This repository explores solutions using Branching Dueling Q-Networks (BDQ) for sequential decision making in the Airbus BelugaXL cargo logistics planning problem. The toolkit is developed to tackle the Airbus Beluga AI Challenge and provides an implementation using a custom reinforcement learning agent.
The logistics problem involves selecting an optimal sequence of actions which could be broken down to choosing the appropriate jig, action, and destination to efficiently load and transport cargo. This repository models the problem as a sequential decision process, where each step (e.g., jig selection, action selection, destination selection) is conditioned on prior decisions (state).
The Branching Q-Network (BDQ) is used to decompose the action space and learn Q-values for each action component separately, allowing for better exploration and evaluation of multi-branch decision spaces.
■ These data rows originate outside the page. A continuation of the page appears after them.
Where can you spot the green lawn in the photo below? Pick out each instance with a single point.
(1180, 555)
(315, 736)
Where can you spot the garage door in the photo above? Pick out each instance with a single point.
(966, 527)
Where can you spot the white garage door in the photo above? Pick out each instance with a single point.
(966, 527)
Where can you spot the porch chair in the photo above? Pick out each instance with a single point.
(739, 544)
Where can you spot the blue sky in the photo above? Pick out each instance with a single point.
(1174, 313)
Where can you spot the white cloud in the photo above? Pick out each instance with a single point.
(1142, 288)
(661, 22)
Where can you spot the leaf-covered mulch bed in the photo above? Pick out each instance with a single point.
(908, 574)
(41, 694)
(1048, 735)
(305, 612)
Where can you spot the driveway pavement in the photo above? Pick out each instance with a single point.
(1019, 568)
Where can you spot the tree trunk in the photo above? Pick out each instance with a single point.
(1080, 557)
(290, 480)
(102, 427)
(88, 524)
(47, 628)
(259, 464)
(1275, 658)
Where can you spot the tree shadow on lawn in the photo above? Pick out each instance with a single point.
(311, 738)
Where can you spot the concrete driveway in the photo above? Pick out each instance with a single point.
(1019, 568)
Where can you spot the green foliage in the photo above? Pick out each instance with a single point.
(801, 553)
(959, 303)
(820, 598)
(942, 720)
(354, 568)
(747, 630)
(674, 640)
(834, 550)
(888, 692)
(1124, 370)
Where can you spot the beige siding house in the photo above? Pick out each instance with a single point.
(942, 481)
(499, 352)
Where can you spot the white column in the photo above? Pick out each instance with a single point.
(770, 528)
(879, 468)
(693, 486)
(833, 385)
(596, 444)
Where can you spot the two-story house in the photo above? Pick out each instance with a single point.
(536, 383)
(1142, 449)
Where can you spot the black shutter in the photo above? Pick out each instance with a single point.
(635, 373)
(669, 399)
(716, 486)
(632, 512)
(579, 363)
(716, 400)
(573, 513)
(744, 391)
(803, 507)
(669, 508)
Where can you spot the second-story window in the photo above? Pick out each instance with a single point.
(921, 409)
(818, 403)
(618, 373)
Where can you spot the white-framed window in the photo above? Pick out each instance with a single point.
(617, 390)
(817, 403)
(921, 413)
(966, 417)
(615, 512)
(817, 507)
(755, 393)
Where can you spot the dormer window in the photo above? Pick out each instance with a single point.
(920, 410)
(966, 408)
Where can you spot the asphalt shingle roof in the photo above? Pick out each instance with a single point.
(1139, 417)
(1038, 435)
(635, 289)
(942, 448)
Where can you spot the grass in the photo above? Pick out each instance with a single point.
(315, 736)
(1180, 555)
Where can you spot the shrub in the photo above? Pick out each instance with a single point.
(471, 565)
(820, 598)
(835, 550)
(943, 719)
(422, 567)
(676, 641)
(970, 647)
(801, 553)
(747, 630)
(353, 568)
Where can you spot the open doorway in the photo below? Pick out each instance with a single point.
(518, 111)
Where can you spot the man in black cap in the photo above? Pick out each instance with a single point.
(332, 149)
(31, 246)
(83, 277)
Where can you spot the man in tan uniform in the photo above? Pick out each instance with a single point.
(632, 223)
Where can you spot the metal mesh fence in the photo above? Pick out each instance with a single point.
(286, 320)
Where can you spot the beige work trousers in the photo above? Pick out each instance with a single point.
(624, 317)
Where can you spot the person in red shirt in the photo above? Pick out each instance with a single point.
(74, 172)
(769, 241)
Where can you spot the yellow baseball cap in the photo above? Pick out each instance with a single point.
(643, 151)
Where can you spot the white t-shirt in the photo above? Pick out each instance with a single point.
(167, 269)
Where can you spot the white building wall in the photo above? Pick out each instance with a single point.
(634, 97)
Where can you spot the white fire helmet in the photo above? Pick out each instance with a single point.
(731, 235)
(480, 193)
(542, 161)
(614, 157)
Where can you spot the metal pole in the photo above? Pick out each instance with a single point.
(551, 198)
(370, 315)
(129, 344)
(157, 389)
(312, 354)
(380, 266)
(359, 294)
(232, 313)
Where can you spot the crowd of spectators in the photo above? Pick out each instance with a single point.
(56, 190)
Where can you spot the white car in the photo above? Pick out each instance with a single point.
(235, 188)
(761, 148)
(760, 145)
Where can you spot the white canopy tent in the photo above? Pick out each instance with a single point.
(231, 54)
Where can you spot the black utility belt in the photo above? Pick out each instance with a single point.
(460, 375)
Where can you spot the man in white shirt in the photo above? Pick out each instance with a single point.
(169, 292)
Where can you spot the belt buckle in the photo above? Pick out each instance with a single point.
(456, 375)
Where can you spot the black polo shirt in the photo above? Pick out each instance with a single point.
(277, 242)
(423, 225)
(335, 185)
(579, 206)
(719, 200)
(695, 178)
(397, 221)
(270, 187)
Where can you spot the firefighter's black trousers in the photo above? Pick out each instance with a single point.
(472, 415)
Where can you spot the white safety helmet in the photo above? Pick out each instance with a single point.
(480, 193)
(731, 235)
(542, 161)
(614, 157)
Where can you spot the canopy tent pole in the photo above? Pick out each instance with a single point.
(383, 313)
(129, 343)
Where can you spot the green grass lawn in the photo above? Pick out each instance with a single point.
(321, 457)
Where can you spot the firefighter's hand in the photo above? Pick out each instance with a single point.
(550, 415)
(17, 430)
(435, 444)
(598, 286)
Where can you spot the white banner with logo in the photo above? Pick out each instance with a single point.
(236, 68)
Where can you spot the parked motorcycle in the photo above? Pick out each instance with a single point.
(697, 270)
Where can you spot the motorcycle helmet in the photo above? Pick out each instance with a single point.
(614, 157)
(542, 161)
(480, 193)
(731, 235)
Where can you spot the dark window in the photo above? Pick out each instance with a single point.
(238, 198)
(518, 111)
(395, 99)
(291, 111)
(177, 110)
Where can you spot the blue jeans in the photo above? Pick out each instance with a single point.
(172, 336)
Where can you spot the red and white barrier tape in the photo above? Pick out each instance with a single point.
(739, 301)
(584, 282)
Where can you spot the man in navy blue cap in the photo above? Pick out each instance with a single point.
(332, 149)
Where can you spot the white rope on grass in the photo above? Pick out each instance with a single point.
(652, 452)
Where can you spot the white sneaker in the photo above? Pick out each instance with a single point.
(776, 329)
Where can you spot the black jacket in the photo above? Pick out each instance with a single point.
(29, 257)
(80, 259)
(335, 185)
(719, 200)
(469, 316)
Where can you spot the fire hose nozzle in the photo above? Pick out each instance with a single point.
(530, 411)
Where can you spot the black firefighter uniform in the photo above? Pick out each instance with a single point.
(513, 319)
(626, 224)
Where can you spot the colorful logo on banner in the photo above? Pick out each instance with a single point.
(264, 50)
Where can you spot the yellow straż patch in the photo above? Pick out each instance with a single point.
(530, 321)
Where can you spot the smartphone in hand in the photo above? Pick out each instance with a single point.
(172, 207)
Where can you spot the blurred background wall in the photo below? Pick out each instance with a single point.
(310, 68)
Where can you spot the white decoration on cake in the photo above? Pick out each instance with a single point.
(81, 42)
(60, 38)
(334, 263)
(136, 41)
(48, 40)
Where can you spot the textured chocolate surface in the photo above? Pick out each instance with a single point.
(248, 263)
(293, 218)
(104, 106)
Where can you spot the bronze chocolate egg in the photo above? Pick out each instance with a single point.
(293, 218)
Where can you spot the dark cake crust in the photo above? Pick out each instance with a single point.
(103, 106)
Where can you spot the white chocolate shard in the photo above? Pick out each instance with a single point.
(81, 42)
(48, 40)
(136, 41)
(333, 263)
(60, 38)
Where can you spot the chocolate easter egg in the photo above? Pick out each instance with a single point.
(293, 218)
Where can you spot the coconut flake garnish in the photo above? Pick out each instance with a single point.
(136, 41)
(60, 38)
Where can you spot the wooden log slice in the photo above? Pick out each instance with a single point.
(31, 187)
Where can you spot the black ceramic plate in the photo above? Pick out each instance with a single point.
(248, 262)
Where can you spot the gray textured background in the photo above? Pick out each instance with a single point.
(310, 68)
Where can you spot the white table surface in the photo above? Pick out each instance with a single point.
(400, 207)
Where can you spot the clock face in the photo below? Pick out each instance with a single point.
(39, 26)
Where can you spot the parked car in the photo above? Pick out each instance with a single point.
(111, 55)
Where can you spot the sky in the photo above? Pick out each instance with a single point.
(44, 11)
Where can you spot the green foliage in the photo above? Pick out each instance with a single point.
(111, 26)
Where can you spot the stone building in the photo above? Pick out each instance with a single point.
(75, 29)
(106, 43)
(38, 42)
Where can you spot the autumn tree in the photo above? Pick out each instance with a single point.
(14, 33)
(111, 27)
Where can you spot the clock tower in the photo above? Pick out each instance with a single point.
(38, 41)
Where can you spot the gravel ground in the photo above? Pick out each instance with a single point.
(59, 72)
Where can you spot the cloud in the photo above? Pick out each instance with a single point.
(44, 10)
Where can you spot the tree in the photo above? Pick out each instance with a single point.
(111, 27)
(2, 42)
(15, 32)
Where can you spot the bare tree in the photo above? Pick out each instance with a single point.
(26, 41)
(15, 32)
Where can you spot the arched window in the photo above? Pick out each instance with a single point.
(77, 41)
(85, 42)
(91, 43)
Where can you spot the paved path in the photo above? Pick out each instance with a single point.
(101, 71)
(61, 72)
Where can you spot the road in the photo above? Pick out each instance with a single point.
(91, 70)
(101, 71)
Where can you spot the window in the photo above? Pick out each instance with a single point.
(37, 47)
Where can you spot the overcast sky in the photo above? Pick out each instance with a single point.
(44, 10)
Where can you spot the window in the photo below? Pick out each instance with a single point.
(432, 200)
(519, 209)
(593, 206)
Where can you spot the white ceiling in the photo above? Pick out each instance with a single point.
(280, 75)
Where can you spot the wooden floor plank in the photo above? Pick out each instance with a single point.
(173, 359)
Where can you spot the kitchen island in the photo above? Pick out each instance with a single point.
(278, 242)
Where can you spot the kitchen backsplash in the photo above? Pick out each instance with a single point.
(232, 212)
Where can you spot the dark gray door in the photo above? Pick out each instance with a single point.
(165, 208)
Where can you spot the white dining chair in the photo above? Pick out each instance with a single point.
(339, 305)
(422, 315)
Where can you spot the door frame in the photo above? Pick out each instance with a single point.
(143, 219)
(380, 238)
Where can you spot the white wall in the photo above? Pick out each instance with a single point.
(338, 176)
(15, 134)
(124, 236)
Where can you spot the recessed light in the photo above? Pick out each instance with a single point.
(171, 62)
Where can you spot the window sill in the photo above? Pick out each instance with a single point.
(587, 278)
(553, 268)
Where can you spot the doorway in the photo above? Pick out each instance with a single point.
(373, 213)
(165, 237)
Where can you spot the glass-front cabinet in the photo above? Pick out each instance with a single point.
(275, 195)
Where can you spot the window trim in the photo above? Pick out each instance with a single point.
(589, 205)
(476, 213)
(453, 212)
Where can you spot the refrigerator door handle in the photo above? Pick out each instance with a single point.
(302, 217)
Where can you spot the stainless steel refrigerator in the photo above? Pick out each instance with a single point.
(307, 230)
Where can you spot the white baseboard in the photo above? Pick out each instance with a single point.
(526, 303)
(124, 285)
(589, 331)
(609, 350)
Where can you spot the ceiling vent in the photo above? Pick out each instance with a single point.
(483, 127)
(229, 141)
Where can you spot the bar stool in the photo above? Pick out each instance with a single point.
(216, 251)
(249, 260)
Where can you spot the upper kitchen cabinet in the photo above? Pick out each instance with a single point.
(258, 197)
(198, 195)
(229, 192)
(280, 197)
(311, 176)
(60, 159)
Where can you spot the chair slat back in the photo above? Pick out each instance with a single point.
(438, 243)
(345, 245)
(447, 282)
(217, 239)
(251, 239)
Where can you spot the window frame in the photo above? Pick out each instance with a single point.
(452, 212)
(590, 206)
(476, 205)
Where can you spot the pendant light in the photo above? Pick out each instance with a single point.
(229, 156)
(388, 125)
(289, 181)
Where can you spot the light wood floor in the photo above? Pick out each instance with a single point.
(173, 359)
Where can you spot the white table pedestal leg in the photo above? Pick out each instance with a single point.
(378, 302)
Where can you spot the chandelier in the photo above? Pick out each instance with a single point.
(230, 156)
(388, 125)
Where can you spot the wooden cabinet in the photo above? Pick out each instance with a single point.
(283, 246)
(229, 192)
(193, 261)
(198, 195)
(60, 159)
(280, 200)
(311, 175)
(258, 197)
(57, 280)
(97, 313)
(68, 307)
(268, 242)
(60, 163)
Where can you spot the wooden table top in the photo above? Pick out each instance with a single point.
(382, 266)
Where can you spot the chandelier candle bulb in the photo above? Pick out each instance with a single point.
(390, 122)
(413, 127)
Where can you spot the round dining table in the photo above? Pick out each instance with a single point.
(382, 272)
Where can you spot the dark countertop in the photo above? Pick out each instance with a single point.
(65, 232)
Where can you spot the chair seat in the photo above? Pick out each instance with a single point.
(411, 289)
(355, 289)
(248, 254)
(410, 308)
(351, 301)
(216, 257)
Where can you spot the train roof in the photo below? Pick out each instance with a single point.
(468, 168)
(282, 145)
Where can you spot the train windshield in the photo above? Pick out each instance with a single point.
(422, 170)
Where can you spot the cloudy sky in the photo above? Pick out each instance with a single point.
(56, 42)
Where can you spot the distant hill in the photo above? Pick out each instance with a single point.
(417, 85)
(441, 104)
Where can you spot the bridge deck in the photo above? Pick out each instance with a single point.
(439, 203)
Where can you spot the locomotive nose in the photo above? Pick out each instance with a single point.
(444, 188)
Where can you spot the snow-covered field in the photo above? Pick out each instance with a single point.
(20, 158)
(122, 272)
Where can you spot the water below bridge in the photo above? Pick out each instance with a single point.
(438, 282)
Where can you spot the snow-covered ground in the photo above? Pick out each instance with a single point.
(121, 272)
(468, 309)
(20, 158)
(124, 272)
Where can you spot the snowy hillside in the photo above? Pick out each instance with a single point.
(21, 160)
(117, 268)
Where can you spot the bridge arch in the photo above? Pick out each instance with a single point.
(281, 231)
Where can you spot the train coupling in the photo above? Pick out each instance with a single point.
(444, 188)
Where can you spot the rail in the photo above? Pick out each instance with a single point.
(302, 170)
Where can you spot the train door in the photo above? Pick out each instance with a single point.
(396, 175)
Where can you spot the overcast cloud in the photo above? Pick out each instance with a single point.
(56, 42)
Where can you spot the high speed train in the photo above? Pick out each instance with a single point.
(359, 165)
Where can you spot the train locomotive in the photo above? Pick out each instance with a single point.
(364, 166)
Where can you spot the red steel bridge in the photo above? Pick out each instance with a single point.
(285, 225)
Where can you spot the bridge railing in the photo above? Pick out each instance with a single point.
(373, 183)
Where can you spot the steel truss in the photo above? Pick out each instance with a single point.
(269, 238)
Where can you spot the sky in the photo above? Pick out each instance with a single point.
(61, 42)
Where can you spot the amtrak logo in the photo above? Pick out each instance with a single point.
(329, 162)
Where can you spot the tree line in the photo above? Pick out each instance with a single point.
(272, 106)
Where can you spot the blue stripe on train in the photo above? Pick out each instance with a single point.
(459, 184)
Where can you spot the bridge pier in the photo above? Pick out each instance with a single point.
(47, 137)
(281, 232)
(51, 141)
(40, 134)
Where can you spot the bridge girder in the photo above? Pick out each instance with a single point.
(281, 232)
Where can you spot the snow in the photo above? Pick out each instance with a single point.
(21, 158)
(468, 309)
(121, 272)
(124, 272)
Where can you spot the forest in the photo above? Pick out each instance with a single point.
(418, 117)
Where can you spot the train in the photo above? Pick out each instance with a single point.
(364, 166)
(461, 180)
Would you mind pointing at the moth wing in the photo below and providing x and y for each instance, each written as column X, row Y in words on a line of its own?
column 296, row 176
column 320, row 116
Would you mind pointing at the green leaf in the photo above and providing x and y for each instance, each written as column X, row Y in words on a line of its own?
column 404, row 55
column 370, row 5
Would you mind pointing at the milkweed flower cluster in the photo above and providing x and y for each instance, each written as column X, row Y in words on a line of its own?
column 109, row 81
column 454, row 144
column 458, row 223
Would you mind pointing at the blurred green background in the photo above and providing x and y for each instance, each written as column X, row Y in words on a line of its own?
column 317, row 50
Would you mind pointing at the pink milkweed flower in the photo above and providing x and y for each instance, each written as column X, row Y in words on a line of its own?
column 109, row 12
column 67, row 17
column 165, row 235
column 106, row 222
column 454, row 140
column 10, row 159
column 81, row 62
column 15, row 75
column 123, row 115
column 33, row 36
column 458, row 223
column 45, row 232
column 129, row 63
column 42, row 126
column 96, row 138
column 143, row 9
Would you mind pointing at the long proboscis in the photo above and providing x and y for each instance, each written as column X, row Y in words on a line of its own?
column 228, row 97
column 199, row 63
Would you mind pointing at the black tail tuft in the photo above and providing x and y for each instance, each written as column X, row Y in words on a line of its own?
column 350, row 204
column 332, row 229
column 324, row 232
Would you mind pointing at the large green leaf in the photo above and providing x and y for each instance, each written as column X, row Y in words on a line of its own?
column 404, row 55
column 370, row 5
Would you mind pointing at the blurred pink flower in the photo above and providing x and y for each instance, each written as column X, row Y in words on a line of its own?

The core implementation of the Branching Q-Network (BDQ) algorithm used for solving the logistics problem.
RL_agent.py
: BDQ agent implementation.prioritised_experience_replay.py
: Prioritised experience replay buffer used for training.Beluga_custom_GYM.py
: Custom GYM environment used to train the BDQ model for the Airbus Beluga cargo logistics problem.
hyperparameters.yaml
contains configuration used for training and evaluation. You can modify these to experiment with different learning rates, batch sizes, discount factors, and more.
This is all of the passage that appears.